Na verdade, isso foi extraído directamente de um livro (processem-me!), suponho que se chama Terror… diverti-me bastante com isso. Toda essa canção está recheada de citações roubadas daqui e dali. Há uma outra frase que retirei do livro de um amigo, Sebastian Horsley, onde ele citava diversas coisas minhas; desta vez, decidi ser eu a citá-lo a ele. Por isso, toda esta canção é apenas um exercício bizarro em torno do processo de escrita. E de mais uma enorme quantidade de outras coisas. Ou, então, é “nonsense” puro.

Esclareça-me, por favor, um ou dois enigmas: “Night Of The Lotus Eaters”… “comedores de lótus” era a designação clássica atribuída aos habitantes da Tunísia, mas esse título também era o de um folhetim da BBC e de um conto de Somerset Maugham – a qual das três hipóteses foi buscá-lo?
À mitologia grega clássica na qual – julgo que é o que acontece a Ulisses, na Odisseia –, se se comer do lótus, isso impede-nos de voltar a casa. Tem a ver com aquela tal ideia do estado de apatia.

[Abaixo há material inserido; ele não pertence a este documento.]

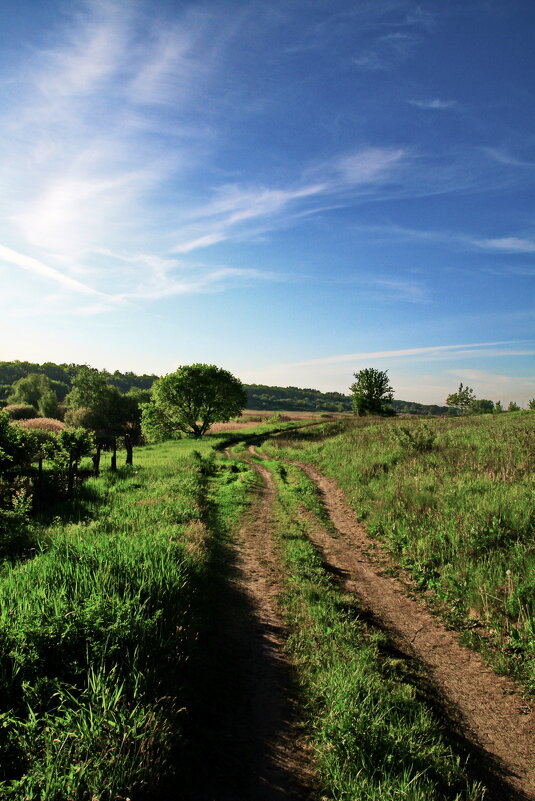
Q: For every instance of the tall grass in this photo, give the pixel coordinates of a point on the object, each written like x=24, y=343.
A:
x=96, y=632
x=452, y=500
x=372, y=732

Numa outra canção, afirma “it must be nice to leave no trace at all”, já não se trata de apatia mas de um desejo de quase extinção, há diversos fios narrativos…
Fio narrativo [thread] é uma boa palavra… é disso mesmo que se trata.

Do ponto de vista propriamente musical, há pouco falava da utilização neste álbum dos “loops” criados pelo Warren. Concebeu o disco em torno deles – e ele é muito mais estruturado do que Grinderman – ou foi apenas mais um elemento de composição?
Várias dessas canções cresceram a partir dos “loops”. “Night Of The Lotus Eaters”, de que falávamos há bocado, é apenas um “loop”. Tinha escrito uma canção e esse “loop” era apenas uma pequena parte dela. Quando a fomos gravar, detestei o resultado final. Decidimos desistir dela, parámos de tocar mas o “loop” continuava. Comecei a cantar a “Night Of The Lotus Eaters” (que também já tinha escrito) sobre ele e o Tommy, o baterista, que não tinha o “loop” nos auscultadores, iniciou um padrão rítmico bastante “jazzy” que, naturalmente, não tinha nada a ver com o “loop”. A forma como tudo aquilo fez sentido foi extraordinária.

O espírito de “jam” livre de Grinderman esteve muito menos presente…
Sobreviveu ainda um pouco dele. Um terço das canções foram escritas por membros dos Grinderman… mas enquanto Bad Seeds (risos), um terço por mim e pelo Warren e o outro terço apenas por mim. As que escrevi com o Warren tiveram a ver com o facto de me recordar que ele tinha todas essas preciosidades escondidas caso, por exemplo, de um outro “loop” que editámos por duas vezes em “We Call Upon The Author”.